A contract by which a plaintiff suing two parties for negligence concurring to cause his personal injury, on payment of a sum of money by one, dismissed the action against him and covenanted not to sue him and to indemnify him from liability on the cause of action asserted, did not constitute a release from liability nor operate to discharge the other joint tort feasor. (P. 365.)
Application for writ of error to the Court of Civil Appeals for the Fifth District, in an appeal from Dallas County.
Trammell sued Robertson, the Houston Texas Central and St. Louis Southwestern Railway companies. He dismissed his suit against the Houston Texas Central. Judgment went in favor of the St. Louis Southwestern. Plaintiff recovered judgment against Robertson, who had pleaded release from liability by a settlement between plaintiff and the Houston Texas Central. Robertson appealed, and, the case being affirmed (5 Texas Law Journal, 960, 11 Texas Ct. Rep., 169; 83 S.W. Rep., 258) he applied for writ of error.

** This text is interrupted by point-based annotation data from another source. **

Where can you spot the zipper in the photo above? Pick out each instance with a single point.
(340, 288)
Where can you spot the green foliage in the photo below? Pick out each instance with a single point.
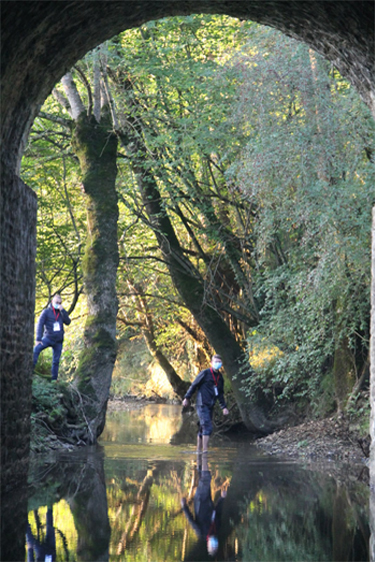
(262, 158)
(306, 170)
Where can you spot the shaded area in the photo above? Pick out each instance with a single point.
(125, 500)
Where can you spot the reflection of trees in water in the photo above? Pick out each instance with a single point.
(292, 514)
(82, 485)
(272, 511)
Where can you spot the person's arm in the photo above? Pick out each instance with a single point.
(40, 326)
(221, 394)
(65, 317)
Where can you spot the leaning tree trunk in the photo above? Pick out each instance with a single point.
(190, 286)
(96, 147)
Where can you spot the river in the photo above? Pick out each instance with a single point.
(140, 496)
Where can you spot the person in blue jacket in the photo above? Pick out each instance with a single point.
(209, 385)
(50, 333)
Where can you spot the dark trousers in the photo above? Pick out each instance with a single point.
(56, 348)
(205, 419)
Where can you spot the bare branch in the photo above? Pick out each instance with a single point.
(75, 101)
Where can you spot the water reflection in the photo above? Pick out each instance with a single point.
(206, 520)
(124, 501)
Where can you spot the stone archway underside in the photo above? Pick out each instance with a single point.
(40, 41)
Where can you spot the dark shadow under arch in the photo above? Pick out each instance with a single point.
(40, 40)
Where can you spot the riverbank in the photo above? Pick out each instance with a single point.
(332, 439)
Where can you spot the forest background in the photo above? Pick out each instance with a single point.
(247, 157)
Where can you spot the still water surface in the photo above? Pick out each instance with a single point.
(137, 497)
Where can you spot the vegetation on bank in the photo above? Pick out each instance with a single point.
(245, 186)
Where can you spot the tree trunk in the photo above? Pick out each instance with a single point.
(179, 386)
(96, 147)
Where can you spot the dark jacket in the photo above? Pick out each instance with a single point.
(205, 384)
(46, 322)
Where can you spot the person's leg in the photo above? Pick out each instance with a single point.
(57, 349)
(38, 349)
(205, 440)
(206, 425)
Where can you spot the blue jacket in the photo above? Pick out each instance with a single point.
(46, 323)
(205, 384)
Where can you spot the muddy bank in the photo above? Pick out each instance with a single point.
(330, 439)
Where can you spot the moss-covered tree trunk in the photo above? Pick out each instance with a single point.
(96, 147)
(343, 373)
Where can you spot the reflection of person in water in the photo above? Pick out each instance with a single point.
(206, 522)
(42, 550)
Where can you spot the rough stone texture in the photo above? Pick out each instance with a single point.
(40, 41)
(17, 274)
(18, 230)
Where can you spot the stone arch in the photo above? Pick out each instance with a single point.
(40, 41)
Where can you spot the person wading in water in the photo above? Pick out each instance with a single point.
(209, 385)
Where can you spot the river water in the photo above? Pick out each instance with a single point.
(141, 496)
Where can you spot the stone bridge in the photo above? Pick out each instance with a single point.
(40, 41)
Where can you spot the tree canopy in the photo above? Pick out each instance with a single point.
(245, 186)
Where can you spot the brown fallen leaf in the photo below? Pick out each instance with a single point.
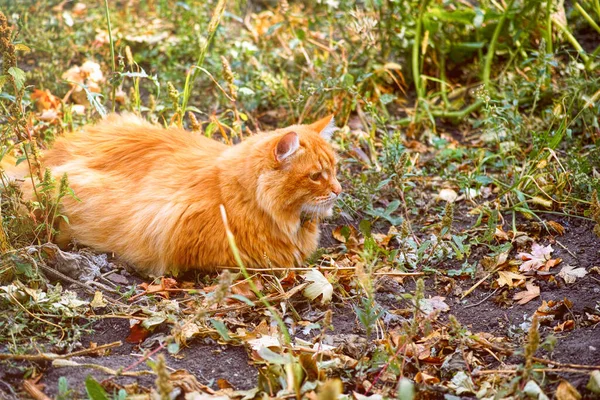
(526, 296)
(566, 391)
(566, 326)
(137, 333)
(508, 278)
(556, 227)
(160, 288)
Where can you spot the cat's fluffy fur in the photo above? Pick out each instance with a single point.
(152, 195)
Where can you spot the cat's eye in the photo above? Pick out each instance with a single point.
(315, 176)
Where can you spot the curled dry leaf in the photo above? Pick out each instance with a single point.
(433, 304)
(570, 274)
(526, 296)
(510, 279)
(536, 259)
(566, 391)
(447, 195)
(44, 100)
(319, 286)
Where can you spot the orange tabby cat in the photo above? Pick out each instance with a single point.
(152, 195)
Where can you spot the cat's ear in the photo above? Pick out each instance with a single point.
(325, 127)
(287, 145)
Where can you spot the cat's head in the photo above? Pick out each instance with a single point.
(304, 167)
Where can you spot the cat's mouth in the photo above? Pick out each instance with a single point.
(319, 207)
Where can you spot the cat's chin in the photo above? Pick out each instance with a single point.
(317, 210)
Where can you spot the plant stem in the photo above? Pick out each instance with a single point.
(259, 294)
(490, 54)
(549, 44)
(571, 39)
(587, 17)
(193, 73)
(112, 53)
(416, 59)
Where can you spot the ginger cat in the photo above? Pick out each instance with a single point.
(152, 195)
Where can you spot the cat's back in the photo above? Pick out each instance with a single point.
(127, 141)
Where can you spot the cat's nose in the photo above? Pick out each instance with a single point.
(336, 188)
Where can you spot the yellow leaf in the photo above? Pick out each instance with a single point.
(98, 301)
(507, 278)
(526, 296)
(566, 391)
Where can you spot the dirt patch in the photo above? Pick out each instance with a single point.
(208, 362)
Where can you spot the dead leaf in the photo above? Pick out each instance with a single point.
(526, 296)
(98, 300)
(447, 195)
(536, 259)
(161, 288)
(433, 304)
(423, 377)
(556, 227)
(319, 285)
(507, 278)
(44, 100)
(566, 326)
(137, 333)
(570, 274)
(566, 391)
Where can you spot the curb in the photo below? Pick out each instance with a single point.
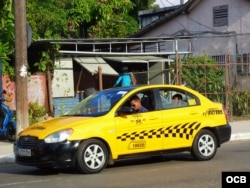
(10, 158)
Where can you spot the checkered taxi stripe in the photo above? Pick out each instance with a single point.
(182, 131)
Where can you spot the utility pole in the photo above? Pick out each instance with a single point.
(22, 115)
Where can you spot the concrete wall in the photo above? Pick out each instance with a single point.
(199, 22)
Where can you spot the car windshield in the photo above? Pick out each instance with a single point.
(98, 104)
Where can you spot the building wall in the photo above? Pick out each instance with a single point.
(233, 38)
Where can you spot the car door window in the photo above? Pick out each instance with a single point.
(173, 98)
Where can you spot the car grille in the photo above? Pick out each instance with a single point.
(27, 141)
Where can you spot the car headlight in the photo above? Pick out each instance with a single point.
(58, 136)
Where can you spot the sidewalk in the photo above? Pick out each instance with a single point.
(240, 131)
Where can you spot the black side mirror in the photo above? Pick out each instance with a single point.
(124, 110)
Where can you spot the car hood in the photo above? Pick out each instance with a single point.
(45, 128)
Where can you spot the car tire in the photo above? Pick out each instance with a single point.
(204, 146)
(91, 156)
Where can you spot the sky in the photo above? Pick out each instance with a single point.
(167, 3)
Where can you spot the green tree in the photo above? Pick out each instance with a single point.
(203, 74)
(7, 36)
(84, 18)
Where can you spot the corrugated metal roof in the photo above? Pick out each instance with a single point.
(91, 64)
(138, 59)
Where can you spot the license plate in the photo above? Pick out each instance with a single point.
(24, 152)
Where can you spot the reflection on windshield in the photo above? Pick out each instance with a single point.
(97, 104)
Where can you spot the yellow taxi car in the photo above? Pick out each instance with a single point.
(106, 127)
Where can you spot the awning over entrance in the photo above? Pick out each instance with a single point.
(138, 59)
(91, 64)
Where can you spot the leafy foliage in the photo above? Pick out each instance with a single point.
(7, 42)
(88, 18)
(204, 75)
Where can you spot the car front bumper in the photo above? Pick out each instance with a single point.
(33, 152)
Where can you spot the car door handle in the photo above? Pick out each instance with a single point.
(153, 118)
(194, 113)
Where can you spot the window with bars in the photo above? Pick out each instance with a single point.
(220, 16)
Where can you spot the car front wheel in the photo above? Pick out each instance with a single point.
(91, 156)
(204, 146)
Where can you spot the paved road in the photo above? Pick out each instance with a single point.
(240, 131)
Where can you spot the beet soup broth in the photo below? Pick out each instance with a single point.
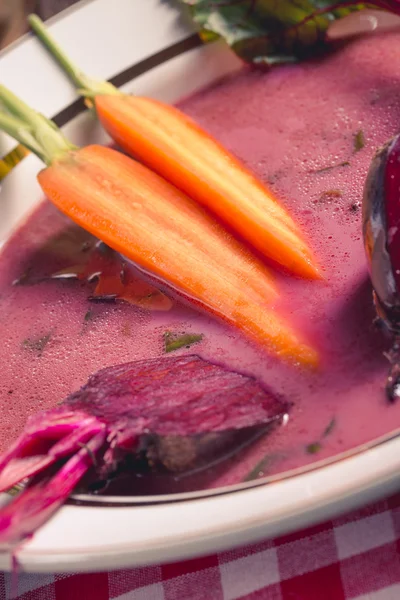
(308, 130)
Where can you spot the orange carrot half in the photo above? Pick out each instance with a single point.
(171, 144)
(151, 222)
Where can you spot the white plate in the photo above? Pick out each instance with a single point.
(107, 42)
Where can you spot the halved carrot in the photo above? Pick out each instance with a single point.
(145, 218)
(170, 143)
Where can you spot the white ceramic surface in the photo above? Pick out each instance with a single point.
(78, 538)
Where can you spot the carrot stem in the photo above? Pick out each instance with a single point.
(87, 86)
(31, 129)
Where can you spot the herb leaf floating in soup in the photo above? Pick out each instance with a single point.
(176, 341)
(273, 31)
(164, 232)
(172, 412)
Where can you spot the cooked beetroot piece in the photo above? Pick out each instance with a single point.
(176, 414)
(381, 228)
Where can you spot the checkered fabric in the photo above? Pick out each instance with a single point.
(354, 557)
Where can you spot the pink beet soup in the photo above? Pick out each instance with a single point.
(309, 131)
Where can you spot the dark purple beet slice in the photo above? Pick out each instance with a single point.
(175, 414)
(381, 229)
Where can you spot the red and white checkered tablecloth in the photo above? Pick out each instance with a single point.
(354, 557)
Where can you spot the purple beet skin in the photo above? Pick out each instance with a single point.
(174, 413)
(381, 229)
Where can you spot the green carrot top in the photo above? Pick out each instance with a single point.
(85, 85)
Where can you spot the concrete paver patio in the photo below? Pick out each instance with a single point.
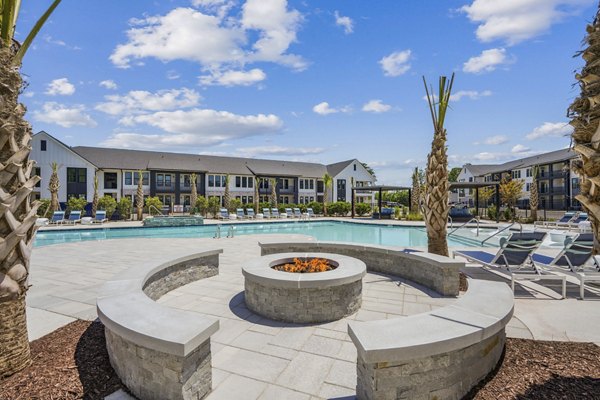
(255, 356)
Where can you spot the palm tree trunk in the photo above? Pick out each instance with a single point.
(17, 218)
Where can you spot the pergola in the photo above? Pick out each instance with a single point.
(380, 189)
(477, 186)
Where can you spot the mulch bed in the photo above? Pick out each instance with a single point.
(69, 363)
(72, 363)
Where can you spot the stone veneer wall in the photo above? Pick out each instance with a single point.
(442, 376)
(154, 375)
(181, 274)
(441, 277)
(305, 305)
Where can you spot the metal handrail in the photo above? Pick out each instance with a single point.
(154, 207)
(502, 230)
(466, 223)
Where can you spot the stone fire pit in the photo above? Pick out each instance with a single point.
(304, 297)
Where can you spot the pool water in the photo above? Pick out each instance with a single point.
(386, 235)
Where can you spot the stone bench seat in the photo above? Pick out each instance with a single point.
(159, 352)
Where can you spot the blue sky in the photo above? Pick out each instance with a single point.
(309, 81)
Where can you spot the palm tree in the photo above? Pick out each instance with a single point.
(586, 137)
(194, 194)
(436, 191)
(139, 197)
(95, 198)
(533, 193)
(53, 186)
(416, 192)
(327, 182)
(17, 225)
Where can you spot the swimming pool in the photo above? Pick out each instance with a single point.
(387, 235)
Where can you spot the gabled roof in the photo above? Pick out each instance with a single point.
(335, 169)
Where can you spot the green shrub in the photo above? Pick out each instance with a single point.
(362, 209)
(76, 204)
(109, 204)
(316, 206)
(43, 208)
(153, 205)
(414, 217)
(339, 208)
(124, 208)
(201, 205)
(214, 205)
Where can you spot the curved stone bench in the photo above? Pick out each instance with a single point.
(159, 352)
(438, 273)
(441, 354)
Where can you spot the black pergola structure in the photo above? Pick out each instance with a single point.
(477, 186)
(380, 189)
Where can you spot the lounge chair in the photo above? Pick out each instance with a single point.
(240, 213)
(575, 259)
(58, 217)
(74, 217)
(515, 257)
(223, 213)
(100, 217)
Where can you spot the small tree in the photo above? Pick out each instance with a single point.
(139, 197)
(194, 194)
(109, 204)
(53, 186)
(95, 198)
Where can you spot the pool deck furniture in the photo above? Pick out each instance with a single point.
(157, 351)
(439, 354)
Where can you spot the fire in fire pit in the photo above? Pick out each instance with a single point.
(306, 265)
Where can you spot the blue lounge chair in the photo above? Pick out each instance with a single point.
(515, 257)
(100, 217)
(240, 213)
(223, 213)
(575, 259)
(74, 217)
(58, 217)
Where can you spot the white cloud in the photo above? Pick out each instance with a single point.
(344, 22)
(376, 106)
(396, 63)
(471, 94)
(61, 87)
(324, 108)
(550, 129)
(67, 117)
(194, 128)
(517, 20)
(487, 61)
(109, 84)
(519, 148)
(139, 101)
(278, 151)
(263, 31)
(234, 78)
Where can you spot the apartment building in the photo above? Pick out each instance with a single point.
(557, 183)
(169, 175)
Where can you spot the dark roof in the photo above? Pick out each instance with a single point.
(335, 169)
(539, 159)
(139, 159)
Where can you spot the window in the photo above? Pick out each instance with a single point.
(38, 171)
(110, 180)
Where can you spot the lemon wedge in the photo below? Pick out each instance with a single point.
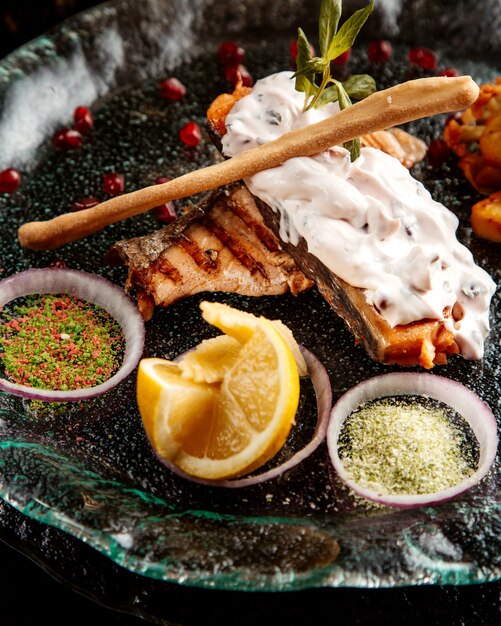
(220, 417)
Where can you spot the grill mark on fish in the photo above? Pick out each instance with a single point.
(205, 261)
(169, 270)
(221, 244)
(261, 231)
(236, 248)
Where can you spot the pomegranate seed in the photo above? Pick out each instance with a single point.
(438, 152)
(172, 89)
(59, 263)
(457, 116)
(113, 183)
(293, 50)
(190, 134)
(84, 203)
(379, 51)
(451, 72)
(342, 59)
(230, 52)
(232, 72)
(10, 179)
(84, 122)
(67, 139)
(424, 58)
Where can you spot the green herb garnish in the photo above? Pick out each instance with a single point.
(333, 42)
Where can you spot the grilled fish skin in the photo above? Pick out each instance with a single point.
(425, 342)
(221, 244)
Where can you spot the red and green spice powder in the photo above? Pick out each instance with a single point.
(59, 342)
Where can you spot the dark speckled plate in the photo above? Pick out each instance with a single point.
(88, 469)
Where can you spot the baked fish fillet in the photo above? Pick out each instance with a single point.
(221, 244)
(424, 342)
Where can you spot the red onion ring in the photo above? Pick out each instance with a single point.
(94, 289)
(462, 400)
(323, 393)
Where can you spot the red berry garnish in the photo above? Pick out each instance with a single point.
(451, 72)
(230, 52)
(190, 134)
(342, 59)
(172, 89)
(424, 58)
(84, 122)
(293, 50)
(67, 139)
(233, 72)
(84, 203)
(59, 263)
(113, 183)
(438, 152)
(10, 179)
(379, 51)
(456, 116)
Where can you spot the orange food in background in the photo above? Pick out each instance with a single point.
(476, 139)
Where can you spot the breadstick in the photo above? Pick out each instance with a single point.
(399, 104)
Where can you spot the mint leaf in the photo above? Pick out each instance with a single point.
(330, 12)
(359, 86)
(346, 35)
(303, 56)
(329, 94)
(352, 146)
(312, 67)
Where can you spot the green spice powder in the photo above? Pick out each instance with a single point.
(397, 447)
(59, 342)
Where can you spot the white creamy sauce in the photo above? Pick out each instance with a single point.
(370, 222)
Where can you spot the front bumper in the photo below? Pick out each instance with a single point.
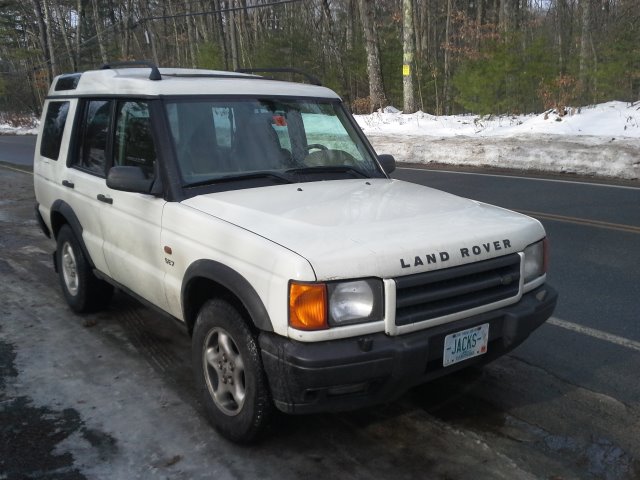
(356, 372)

The instrument construed is set out in the opinion of the Court of Civil Appeals.
Alexander Thompson, for applicant. — The liability of the joint tort feasor, Houston Texas Central Railway Company, was for the full amount of the unliquidated damage sustained by plaintiff; and it was clearly established by plea and evidence that the payment of $1000, made by that company and received by plaintiff in the way of compromise, was in full settlement of all liability by said company; and it thus operated as a bar to any further recovery, constituting a full accord and satisfaction and an obligation on the part of plaintiff to hold the company harmless.
The instruments executed to the railroad company by Trammell and his sureties do not constitute a release, but the contract is a covenant not to sue the Houston Texas Central Railroad Company on account of the injuries received, and such contract did not have the effect to discharge Robertson from liability to Trammell. Chicago v. Babcock, 143 Ill. 358, and see 58 L.R.A., 299, where the authorities are collected. Giving an indemnity bond to the railroad company did not change the character of the transaction.
For the reasons stated the application for a writ of error is refused.